Friday 8 August 2014

Dinosaurs are awesome enough!

When I was a wee lad, I remember drawing what I can only describe as a T-Rex with a bow and arrow balanced on its back.








Now I can assume, looking back on this, that I expected the T-Rex to be able to use this bow to defeat its enemies and generally be a cretaceous badass. This was presumably done by some sort of telekinesis unless it was able to team up with another T-Rex.... and even then there would be some pretty serious flaws in getting those arms to be able to operate a bow and arrow.






This picture is an insight into many of my thoughts at this age. Not only about dinosaur anatomy, which at around age five I can probably forgive, but about basic things such as how balancing objects works. 


Clearly I thought it was most likely that balance was merely a matter of will and that whatever point of an object I held, it would comply with my desires. An idea strongly supported by my balancing eagle toy at the time.




Now at this point my knowledge of dinosaurs had come only from illustrated kids books and the 'Land Before Time' films.  


As such when I came to drawing my own T-Rex I had that mindset that "that's all well and good Mr T-Rex, but what if you needed to eat something that was in a tree... or over a hill... or flying... or only had a weakness to arrows" and so the obvious course of action was to precariously balance a fucking bow and arrow on its back to improve its capabilities.

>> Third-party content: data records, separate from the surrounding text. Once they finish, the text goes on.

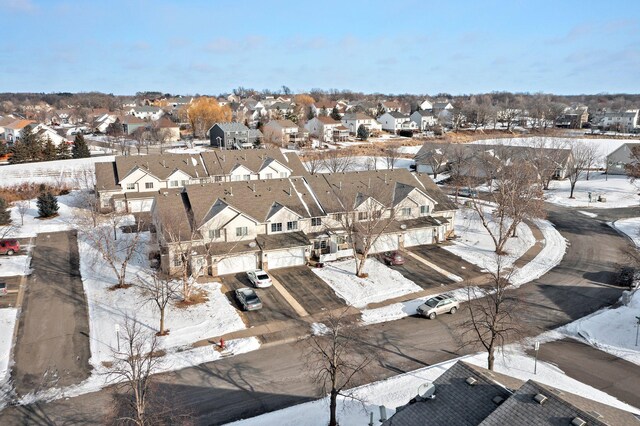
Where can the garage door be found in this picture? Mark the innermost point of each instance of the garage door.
(418, 237)
(235, 264)
(385, 243)
(137, 206)
(286, 258)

The reason I am remembering this now is that I have recently learned of a new Jurassic Park film being made, entitled Jurassic World. Where it would appear that they have looked at the thousands of badass dinosaur species and gone "yeah but all they do is bite you or slash you to death or stand on you or impale you.... YAWN!" and have decided to create their own new made up dinosaur.

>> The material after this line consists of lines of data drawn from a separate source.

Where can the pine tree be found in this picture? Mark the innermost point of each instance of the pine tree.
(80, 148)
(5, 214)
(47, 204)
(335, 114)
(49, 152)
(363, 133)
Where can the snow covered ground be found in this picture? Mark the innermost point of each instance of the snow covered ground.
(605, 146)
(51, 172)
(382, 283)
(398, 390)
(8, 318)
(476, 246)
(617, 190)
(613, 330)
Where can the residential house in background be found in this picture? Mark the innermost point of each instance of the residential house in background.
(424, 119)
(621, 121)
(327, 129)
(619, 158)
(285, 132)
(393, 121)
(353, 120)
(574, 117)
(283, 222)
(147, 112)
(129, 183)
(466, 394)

Now the reason I came to the conclusion that T-Rex probably was quite capable of itself without the need for mind arrows being fired from atop its spine, was that I watched the Jurassic Park films. They taught us just how fucking terrifying it would be if real dinosaurs existed that could... open doors.... or spit acid.... well you get the point.



And as much as I would love to see the antagonist of this new film be revealed as a motherfucking T-Rex with a motherfucking bow and arrow balanced on its back... as this would validate how awesome my childhood ideas were. I feel that any other Madeuppysaurus would be a poor choice, and would distract the new generation of young doodlers from how awesome regular real bloodthirsty dinosaurs are.